To my astonishment, this worked pretty much first time (it did not initially have the wrong-syntax stuff, but this was easy compared to the rest of it):

> (define-syntax-rule (if/broken test then else)
    (or (and test then) else))
> (boe-report-failure? #t)
> (boolean-operators-equivalent? if if/broken (test then else))
Not equivalent:
 (if (#t 1) (#f 1) (#f 0))
 (if/broken (#t 1) (#f 1) (#f 1))
#f

The macro, complete with some tests and other infrastructure can be found here⁴.

Notes and queries

I still don’t know whether this is really idiomatic Racket, although I am reasonably happy that I understand what is going on. There are a couple of things I am not sure about:

is the context for the count variables right? I think it is, but I am not sure;
the macro relies heavily on Racket’s extremely smart behaviour with ... — I am still unclear just how smart this is and whether I am relying on things which are not actually specified to happen;
similarly it relies on with-syntax being willing to convert things to syntax objects for you, which I am not sure is safe.

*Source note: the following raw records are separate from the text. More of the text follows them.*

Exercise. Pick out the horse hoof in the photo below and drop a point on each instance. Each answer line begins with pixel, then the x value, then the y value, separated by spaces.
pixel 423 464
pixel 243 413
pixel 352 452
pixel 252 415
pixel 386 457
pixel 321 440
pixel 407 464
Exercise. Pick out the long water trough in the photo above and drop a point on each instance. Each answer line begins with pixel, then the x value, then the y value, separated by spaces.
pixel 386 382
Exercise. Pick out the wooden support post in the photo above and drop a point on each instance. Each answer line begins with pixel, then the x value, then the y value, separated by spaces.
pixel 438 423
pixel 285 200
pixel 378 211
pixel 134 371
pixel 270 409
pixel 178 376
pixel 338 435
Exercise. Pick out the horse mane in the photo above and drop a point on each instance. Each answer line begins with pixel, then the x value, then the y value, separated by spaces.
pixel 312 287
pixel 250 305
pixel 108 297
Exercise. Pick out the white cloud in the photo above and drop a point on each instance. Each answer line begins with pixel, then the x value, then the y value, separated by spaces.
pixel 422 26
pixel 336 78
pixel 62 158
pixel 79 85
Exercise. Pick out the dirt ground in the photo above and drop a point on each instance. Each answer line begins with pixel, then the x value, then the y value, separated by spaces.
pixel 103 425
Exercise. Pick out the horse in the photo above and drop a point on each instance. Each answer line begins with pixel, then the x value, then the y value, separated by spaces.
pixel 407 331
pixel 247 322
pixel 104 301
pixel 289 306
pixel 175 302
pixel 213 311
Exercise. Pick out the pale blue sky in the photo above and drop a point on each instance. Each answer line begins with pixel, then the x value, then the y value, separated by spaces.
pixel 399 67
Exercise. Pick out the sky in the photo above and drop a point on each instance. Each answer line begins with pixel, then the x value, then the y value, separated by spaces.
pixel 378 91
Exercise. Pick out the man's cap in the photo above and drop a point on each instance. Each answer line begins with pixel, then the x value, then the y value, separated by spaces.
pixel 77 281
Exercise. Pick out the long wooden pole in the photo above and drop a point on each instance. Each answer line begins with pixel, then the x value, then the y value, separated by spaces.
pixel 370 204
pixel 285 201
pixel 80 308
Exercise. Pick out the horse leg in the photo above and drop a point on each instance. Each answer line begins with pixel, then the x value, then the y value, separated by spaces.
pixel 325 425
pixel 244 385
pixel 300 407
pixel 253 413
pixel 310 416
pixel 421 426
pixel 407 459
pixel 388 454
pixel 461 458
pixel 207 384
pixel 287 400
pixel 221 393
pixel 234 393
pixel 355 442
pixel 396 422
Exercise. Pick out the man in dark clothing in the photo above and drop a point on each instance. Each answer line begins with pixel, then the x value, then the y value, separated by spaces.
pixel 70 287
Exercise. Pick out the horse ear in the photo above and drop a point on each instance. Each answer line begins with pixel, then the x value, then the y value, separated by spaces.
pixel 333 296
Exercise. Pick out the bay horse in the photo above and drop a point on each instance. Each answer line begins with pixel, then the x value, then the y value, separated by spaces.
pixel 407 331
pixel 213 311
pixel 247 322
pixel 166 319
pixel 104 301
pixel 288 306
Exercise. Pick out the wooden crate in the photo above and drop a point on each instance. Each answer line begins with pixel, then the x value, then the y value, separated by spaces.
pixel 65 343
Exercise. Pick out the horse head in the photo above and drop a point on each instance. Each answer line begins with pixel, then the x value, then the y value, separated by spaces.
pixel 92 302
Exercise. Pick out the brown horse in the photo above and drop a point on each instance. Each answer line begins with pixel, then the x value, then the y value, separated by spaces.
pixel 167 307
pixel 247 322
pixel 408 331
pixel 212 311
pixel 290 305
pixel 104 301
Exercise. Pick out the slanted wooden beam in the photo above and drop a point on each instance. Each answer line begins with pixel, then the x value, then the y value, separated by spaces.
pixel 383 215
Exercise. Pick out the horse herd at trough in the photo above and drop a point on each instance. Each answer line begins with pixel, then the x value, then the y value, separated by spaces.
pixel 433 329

However, even with these worries, I think it’s pretty clear that Racket macros are significantly nicer than CL macros, if also significantly more opaque.

I am going to use ‘Lisp’ to mean ‘Lisp-family’ from now on. This is not meant to denigrate Scheme — this post is about Racket, after all — I just need a term which is not too clumsy. ↩
Of course, programs in other languages often do end up reasoning about themselves: people end up writing little languages all the time. But you only have to look at most examples of this sort of thing to realise how far ahead Lisp is: I’m currently having to deal with a system whose configuration files are in a mutant version of Windows ini file syntax, with a preprocessor which is entirely unaware of that syntax, and an entire other language which lives in strings in the base language. The preprocessor does not know about the string syntax so it pokes down into this inner language as well. I’d like to say that Greenspun’s tenth law applies, but that would imply a level of sophistication entirely missing in this horrible thing: all I want to do is leave this job and never think about it again. ↩
Macros were often used to inline code in the days of primitive compilers of course, but that’s a long time ago now. ↩
I may move it somewhere more permanent in due course, so bookmark this at your peril. ↩